La madre le chiede se le danno qualcosa per accelerare il parto.              Isabella: “No, dicono che non possono. Devono aspettare che inizi da solo. E se no, aspettiamo che il cuore smetta di battere”.   

La madre è preoccupata, si dispera per quella figlia sola, in corsia, senza aiuto. “Lo so – risponde Izabela – ma dicono che la procedura è questa”.                                                                                                                           

La sera, alle 20:55, Isabella scrive alla madre: “Mi hanno fatto una flebo perché tremavo per la febbre alta. Sono stata io a procurarmi un termometro, nessuno lo aveva fatto. Ho 39,9…”.

Izabela non ha più forze, chiede ad una donna del letto accanto di aiutarla a chiamare qualcuno del personale, un medico.                                                                                                                     

Scrive: “Ho avuto un CRP elevato [test della proteina C-reattiva utilizzato m.in per rilevare infezioni intrauterine associate alla rottura prematura del sacco amniotico – nota del redattore di TVN]. Domani  ripeteranno il test, solo domani, perchè hanno detto che non era poi così male”. Madre: “Beh, perché hai un’infiammazione in corso… È un peccato che non facciano nient’altro”.  Izabela: “Dicono che non possono… “Devi aspettare!, mi ripetono”.  Madre: “Ma ti succederà qualcos’altro!”. Izabela: “Finché il cuore smette di battere”. 

“Ma è orribile quello che stanno facendo”, risponde Barbara alla figlia.                                                                                                       
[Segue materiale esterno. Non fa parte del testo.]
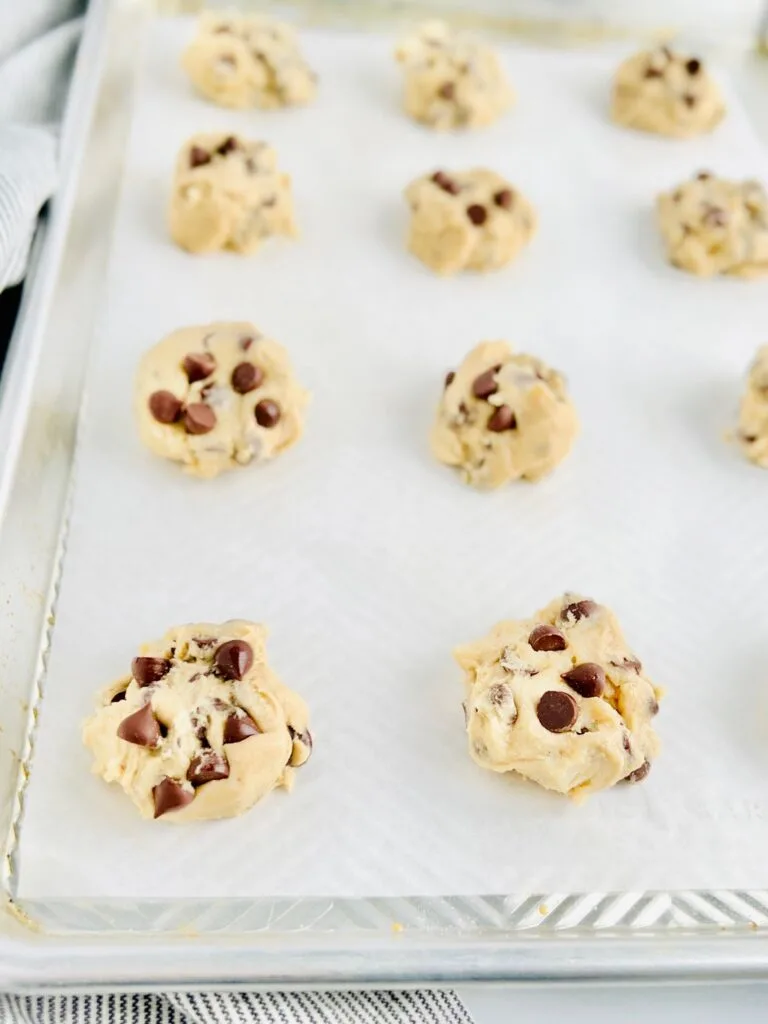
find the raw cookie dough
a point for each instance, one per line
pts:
(218, 396)
(753, 419)
(202, 727)
(248, 60)
(468, 220)
(502, 417)
(711, 225)
(561, 699)
(668, 93)
(452, 81)
(228, 194)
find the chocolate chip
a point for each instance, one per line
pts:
(228, 145)
(445, 182)
(199, 157)
(639, 773)
(547, 638)
(207, 767)
(477, 214)
(198, 366)
(240, 727)
(502, 419)
(298, 758)
(267, 413)
(587, 679)
(247, 377)
(164, 407)
(199, 418)
(556, 711)
(485, 384)
(170, 796)
(232, 658)
(148, 670)
(140, 728)
(499, 694)
(580, 609)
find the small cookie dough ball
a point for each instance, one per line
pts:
(667, 93)
(467, 220)
(248, 60)
(711, 225)
(753, 419)
(452, 81)
(503, 417)
(228, 194)
(561, 699)
(201, 727)
(218, 396)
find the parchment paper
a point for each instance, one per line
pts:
(369, 561)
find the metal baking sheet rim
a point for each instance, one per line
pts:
(552, 937)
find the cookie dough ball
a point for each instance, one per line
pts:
(561, 699)
(503, 417)
(753, 419)
(201, 727)
(248, 60)
(711, 225)
(467, 220)
(228, 194)
(218, 396)
(452, 81)
(667, 93)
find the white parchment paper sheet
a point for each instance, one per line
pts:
(369, 561)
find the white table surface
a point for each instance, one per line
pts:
(620, 1005)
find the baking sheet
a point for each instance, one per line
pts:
(369, 561)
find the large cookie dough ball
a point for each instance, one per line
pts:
(228, 194)
(202, 727)
(452, 81)
(668, 93)
(561, 699)
(503, 417)
(467, 220)
(248, 60)
(712, 225)
(218, 396)
(753, 419)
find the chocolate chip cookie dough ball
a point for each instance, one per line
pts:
(503, 417)
(218, 396)
(201, 727)
(560, 699)
(667, 93)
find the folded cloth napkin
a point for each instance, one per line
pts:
(247, 1008)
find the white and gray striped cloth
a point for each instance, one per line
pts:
(248, 1008)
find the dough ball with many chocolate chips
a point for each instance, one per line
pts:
(561, 699)
(503, 417)
(467, 220)
(753, 419)
(452, 81)
(712, 225)
(248, 60)
(228, 194)
(667, 93)
(218, 396)
(202, 727)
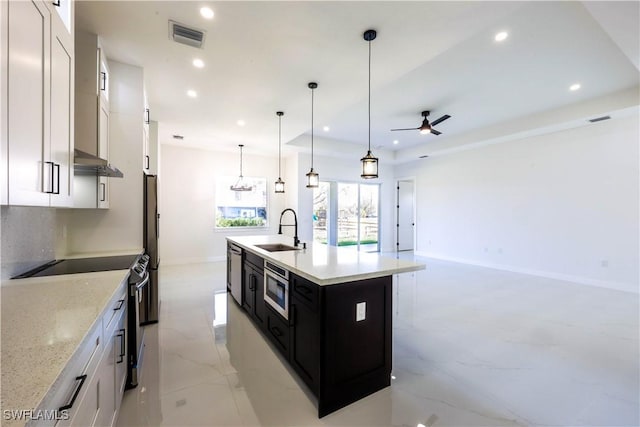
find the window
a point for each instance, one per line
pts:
(346, 214)
(241, 208)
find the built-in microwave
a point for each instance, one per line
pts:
(276, 288)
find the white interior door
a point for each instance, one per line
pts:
(406, 221)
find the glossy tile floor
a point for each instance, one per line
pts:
(472, 347)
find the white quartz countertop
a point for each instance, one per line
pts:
(324, 264)
(44, 320)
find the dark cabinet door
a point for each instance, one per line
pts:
(248, 289)
(259, 313)
(305, 342)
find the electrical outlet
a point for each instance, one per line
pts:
(361, 311)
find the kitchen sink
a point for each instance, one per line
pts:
(277, 247)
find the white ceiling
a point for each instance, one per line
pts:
(438, 56)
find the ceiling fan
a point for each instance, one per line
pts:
(427, 127)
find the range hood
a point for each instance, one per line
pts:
(89, 164)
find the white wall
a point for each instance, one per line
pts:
(562, 205)
(346, 170)
(120, 227)
(187, 188)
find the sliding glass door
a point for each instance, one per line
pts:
(346, 214)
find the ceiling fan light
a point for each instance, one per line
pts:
(313, 179)
(369, 166)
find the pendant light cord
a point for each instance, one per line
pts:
(369, 105)
(279, 144)
(311, 129)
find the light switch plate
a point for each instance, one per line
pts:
(361, 311)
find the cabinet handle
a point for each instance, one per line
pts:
(276, 331)
(81, 378)
(56, 165)
(120, 302)
(52, 178)
(121, 355)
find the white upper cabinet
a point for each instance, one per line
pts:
(64, 10)
(37, 116)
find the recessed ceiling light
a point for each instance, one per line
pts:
(501, 36)
(206, 13)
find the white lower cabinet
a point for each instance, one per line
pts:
(91, 392)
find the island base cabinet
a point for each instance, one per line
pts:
(341, 339)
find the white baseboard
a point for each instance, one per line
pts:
(618, 286)
(192, 260)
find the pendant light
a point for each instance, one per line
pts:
(279, 185)
(313, 179)
(240, 184)
(369, 163)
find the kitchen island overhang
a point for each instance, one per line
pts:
(337, 335)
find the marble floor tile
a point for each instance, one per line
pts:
(471, 347)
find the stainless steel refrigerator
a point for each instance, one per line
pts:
(150, 304)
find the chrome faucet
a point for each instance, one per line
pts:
(295, 224)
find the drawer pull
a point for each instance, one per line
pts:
(304, 289)
(120, 302)
(81, 378)
(121, 355)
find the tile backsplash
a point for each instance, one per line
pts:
(30, 236)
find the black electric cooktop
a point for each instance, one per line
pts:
(81, 265)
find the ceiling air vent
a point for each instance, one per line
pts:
(182, 34)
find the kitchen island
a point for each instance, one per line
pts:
(332, 323)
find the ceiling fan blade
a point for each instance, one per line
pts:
(440, 120)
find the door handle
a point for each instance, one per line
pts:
(122, 344)
(52, 178)
(120, 302)
(69, 405)
(55, 165)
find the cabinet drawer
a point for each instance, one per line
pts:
(78, 378)
(116, 307)
(254, 259)
(305, 291)
(278, 331)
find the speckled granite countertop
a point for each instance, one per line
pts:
(324, 264)
(44, 321)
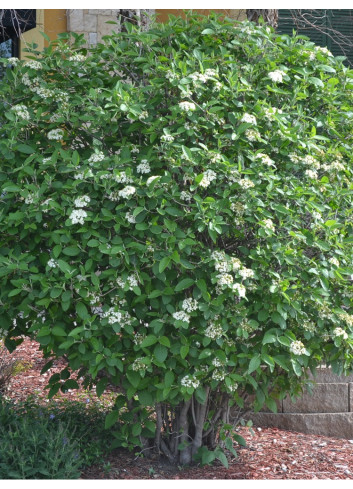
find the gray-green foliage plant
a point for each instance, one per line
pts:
(36, 447)
(176, 220)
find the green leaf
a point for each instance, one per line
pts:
(111, 419)
(278, 319)
(148, 341)
(81, 310)
(145, 398)
(269, 338)
(169, 379)
(184, 350)
(101, 385)
(255, 363)
(58, 331)
(223, 459)
(184, 284)
(163, 340)
(164, 263)
(134, 378)
(71, 251)
(160, 352)
(24, 148)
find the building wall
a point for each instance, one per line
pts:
(93, 23)
(50, 21)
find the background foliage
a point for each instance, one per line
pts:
(176, 219)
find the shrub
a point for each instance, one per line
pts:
(176, 219)
(36, 447)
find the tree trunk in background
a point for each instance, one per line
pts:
(270, 16)
(135, 16)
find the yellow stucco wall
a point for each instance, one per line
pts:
(54, 22)
(33, 35)
(50, 21)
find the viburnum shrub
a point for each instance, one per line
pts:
(176, 220)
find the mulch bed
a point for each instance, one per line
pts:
(270, 453)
Sono le 22:56 quando Izabela digita queste parole sul telefonino e invia il messaggio alla madre: “Tragedia! La mia vita è in pericolo”. L’ultimo scambio di messaggi tra madre e figlia è delle 23,02. Barbara da la buonanotte a Izabela con alcune faccine sorridenti.                                                                                                                                                                    Nel servizio di TVN, il giornalista sfoglia le cartelle cliniche e legge ad alta voce: “Alle 4.20 del mattino il medico di turno è stato avvisato telefonicamente del dolore all’addome inferiore, senza sanguinamento. Alle 4.39, contrazione. Il fluido libero nell’addome non viene trovato. Si è deciso di eseguire un taglio cesareo”.  Sono le 7.39 quando sulla cartella clinica viene annotata la morte di Izabela.